The reason for this diversity is simple:
CPAs are the trusted professionals who enable people and organizations to shape their future. Combining insight with integrity, CPAs deliver value by:
- Communicating the total picture with clarity and objectivity;
- Translating complex information into critical knowledge;
- Anticipating and creating opportunities;
- Designing pathways that transform vision into reality.
If you think accountants and other business advisors are alike, think again. Those who are able to call themselves "CPAs" have met stringent education and experience requirements, must perform their work in accordance with high-quality technical and professional standards and adhere to a strict code of professional ethics. Individuals work hard to obtain the "CPA" designation, and they are committed to working even harder to deliver the value that it conveys.
What is the Difference Between Public and Private Accounting?
When students begin an accounting career, one of the first decisions they should consider is which area of the profession they wish to focus on.
Why Consider a Career in Public Accounting?
Some graduates may choose to work in public accounting. In public accounting, the CPA serves many clients as an objective assistant or in an advisory capacity. The public sector includes working in a certified public accounting firm (large, small or individual) servicing clients such as closely-held, family-owned businesses and small, publicly-owned companies. Local and regional firms make up more than 90 percent of the practice units in New Jersey.
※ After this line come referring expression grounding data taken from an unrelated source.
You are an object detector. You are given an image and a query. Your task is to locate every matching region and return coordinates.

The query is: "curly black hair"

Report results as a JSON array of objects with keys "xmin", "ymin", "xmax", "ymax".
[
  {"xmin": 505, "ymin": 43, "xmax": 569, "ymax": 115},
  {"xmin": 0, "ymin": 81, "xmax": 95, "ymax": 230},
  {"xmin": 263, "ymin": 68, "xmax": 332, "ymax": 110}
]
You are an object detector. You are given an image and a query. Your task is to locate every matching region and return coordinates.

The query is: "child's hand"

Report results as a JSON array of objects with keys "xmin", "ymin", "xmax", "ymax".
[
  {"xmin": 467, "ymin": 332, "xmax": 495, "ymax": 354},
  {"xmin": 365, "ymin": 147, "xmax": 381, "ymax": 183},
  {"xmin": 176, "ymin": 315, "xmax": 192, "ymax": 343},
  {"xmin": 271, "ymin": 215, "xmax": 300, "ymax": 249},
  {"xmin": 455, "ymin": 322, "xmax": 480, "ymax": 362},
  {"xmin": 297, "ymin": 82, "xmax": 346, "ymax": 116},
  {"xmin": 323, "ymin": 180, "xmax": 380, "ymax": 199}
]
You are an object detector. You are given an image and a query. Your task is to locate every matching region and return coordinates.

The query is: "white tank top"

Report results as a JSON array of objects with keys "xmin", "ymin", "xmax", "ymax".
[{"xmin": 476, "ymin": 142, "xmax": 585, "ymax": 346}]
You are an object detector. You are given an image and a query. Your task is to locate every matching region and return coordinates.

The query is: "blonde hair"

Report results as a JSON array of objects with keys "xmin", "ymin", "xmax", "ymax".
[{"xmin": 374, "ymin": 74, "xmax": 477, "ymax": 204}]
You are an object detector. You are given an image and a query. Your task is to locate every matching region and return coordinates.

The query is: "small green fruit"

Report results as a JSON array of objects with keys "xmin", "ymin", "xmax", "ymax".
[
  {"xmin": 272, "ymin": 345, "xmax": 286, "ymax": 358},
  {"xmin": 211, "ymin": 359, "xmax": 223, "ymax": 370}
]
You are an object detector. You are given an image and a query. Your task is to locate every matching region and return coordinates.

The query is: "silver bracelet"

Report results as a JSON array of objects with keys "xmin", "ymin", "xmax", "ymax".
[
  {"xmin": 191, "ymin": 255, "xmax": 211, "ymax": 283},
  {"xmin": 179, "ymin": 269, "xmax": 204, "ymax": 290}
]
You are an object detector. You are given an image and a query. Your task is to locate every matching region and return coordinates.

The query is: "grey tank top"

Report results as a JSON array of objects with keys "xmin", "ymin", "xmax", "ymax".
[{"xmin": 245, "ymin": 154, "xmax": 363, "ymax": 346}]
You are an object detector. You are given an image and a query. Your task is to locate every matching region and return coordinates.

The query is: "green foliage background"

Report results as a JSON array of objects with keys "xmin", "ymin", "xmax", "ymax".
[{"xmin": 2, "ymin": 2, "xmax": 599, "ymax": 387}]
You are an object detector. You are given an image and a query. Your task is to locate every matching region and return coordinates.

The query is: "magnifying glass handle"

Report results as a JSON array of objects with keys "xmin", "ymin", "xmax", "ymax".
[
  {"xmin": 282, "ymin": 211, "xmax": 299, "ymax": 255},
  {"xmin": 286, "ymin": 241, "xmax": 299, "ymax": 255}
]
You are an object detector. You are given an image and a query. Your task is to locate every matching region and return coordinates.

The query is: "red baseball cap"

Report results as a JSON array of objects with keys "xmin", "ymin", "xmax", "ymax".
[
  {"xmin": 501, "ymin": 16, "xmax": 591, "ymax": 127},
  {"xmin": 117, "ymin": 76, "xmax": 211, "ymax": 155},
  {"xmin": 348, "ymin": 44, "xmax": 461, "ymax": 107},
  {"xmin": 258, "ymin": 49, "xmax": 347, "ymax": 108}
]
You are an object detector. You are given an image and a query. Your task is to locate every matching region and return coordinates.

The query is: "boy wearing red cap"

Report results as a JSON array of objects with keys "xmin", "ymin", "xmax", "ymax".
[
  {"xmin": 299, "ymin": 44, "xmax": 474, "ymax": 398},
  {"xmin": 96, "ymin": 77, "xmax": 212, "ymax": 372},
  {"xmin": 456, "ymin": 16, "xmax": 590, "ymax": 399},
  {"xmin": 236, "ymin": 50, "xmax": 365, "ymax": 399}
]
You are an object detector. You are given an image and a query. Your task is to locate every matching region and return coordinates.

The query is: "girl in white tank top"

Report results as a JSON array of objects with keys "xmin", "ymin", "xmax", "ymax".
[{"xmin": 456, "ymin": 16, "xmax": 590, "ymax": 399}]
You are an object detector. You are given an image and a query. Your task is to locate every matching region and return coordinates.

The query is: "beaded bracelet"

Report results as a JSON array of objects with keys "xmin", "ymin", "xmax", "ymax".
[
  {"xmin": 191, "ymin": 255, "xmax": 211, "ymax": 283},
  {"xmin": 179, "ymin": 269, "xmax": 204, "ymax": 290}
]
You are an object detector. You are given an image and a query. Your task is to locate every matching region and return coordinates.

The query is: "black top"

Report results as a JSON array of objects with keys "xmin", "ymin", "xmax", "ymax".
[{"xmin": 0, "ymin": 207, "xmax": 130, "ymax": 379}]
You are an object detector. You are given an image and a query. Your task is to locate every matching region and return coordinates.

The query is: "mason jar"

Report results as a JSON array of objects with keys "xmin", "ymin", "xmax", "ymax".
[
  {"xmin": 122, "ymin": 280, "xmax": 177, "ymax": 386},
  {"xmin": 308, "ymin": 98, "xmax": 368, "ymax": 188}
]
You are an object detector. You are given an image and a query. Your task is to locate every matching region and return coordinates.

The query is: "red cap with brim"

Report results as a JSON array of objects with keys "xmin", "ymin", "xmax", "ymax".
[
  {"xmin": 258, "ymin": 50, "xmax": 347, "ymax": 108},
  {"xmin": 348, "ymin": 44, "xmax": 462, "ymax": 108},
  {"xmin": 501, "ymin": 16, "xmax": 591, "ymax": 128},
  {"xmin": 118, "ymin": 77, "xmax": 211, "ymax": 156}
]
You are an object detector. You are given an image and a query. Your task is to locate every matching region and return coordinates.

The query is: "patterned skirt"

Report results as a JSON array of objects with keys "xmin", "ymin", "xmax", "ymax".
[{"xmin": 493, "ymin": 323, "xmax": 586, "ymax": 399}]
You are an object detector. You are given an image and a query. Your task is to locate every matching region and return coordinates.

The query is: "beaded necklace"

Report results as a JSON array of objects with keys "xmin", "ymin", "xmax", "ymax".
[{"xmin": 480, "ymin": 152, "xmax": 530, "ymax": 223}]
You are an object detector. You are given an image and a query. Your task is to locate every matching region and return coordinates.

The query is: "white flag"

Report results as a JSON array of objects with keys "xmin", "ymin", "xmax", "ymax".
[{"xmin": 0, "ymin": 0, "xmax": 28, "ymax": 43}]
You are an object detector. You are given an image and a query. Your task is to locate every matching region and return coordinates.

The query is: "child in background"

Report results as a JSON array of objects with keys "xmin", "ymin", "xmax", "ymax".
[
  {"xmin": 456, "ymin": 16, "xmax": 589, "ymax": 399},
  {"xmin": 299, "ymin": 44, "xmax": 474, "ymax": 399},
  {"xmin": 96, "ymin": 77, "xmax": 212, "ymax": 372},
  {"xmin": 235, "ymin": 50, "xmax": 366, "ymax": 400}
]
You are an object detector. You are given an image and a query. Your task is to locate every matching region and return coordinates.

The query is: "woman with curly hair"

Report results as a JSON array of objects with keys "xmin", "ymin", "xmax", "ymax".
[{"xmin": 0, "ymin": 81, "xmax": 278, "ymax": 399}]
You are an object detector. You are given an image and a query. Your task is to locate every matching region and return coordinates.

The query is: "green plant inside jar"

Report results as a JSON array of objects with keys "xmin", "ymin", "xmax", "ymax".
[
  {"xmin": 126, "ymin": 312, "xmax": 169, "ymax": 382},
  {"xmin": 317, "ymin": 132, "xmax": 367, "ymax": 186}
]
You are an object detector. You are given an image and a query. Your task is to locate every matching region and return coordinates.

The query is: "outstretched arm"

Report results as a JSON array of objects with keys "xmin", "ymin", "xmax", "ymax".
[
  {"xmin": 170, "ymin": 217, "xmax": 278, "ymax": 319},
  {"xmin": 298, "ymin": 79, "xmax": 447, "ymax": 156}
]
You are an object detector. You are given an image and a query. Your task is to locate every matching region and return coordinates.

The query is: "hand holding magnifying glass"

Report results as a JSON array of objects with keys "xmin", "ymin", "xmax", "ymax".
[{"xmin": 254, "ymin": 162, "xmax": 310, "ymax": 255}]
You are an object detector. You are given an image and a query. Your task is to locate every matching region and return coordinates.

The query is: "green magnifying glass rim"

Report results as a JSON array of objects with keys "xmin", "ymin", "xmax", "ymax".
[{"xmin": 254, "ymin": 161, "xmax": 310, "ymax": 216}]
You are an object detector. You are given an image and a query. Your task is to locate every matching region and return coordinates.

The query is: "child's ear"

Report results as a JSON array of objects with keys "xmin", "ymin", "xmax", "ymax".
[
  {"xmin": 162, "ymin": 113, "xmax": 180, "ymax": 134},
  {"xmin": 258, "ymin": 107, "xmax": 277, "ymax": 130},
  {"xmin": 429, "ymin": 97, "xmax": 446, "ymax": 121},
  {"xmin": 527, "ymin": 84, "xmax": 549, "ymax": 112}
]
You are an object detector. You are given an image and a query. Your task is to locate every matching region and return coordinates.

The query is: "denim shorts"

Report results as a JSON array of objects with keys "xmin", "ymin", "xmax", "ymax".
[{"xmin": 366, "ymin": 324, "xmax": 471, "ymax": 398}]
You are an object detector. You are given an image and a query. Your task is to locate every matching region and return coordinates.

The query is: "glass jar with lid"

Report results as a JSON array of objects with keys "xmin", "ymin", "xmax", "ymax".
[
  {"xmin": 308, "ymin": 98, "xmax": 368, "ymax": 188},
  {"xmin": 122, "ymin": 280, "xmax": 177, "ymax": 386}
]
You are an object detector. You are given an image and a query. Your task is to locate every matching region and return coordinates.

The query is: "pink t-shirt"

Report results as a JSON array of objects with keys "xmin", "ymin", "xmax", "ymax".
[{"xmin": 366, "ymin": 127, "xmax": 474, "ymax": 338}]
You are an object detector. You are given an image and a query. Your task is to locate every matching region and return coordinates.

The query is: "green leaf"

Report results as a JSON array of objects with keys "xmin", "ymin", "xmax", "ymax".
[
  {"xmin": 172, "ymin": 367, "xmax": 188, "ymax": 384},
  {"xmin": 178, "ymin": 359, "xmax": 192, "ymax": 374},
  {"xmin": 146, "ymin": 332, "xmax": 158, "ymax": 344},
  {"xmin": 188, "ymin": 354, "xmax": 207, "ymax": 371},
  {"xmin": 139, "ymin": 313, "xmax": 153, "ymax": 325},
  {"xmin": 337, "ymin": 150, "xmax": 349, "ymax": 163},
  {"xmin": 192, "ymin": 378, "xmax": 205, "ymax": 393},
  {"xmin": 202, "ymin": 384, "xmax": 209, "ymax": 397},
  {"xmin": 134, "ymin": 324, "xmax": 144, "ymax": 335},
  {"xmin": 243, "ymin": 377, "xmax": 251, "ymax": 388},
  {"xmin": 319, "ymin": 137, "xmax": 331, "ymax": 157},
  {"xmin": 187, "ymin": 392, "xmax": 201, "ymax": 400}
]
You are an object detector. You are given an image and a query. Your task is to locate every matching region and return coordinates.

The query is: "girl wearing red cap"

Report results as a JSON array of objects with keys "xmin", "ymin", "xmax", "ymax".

Clients operate in a broad range of industries, from manufacturing and distribution to real estate and financial services. Public accounting services generally include audit, compilation and review, tax planning and preparation, personal financial planning, management advisory services and litigation support services. This provides the opportunity to work with many different types of businesses and to tailor a variety of services to meet each client's individual needs. And, more and more CPAs in public are expanding their services to include elder care, litigation support, technology and personal financial planning.
Why Consider a Career in Private Accounting?
Some graduates may choose to work in private accounting. The private sector includes CPAs working in government, education, not-for-profit and business and has been expanding rapidly during the past several years. In fact, business and industry members are now almost half of the NJSCPA's membership. CPAs in business typically are responsible for developing, producing and analyzing data useful for making business decisions and for reporting to internal and external interested parties.
Government accountants are hired to work in a wide range of positions in federal, state and local governments. Accounting educators are on the faculty of professional schools of accounting, colleges of business administration, community colleges and graduate schools of business. CPAs in business and industry work for companies ranging from family-owned businesses to Fortune 500 companies. CPAs in the private sector are considered strategic business partners of their organizations and work in a variety of different areas including financial management, financial reporting, internal audit, management accounting, tax planning and non-financial positions.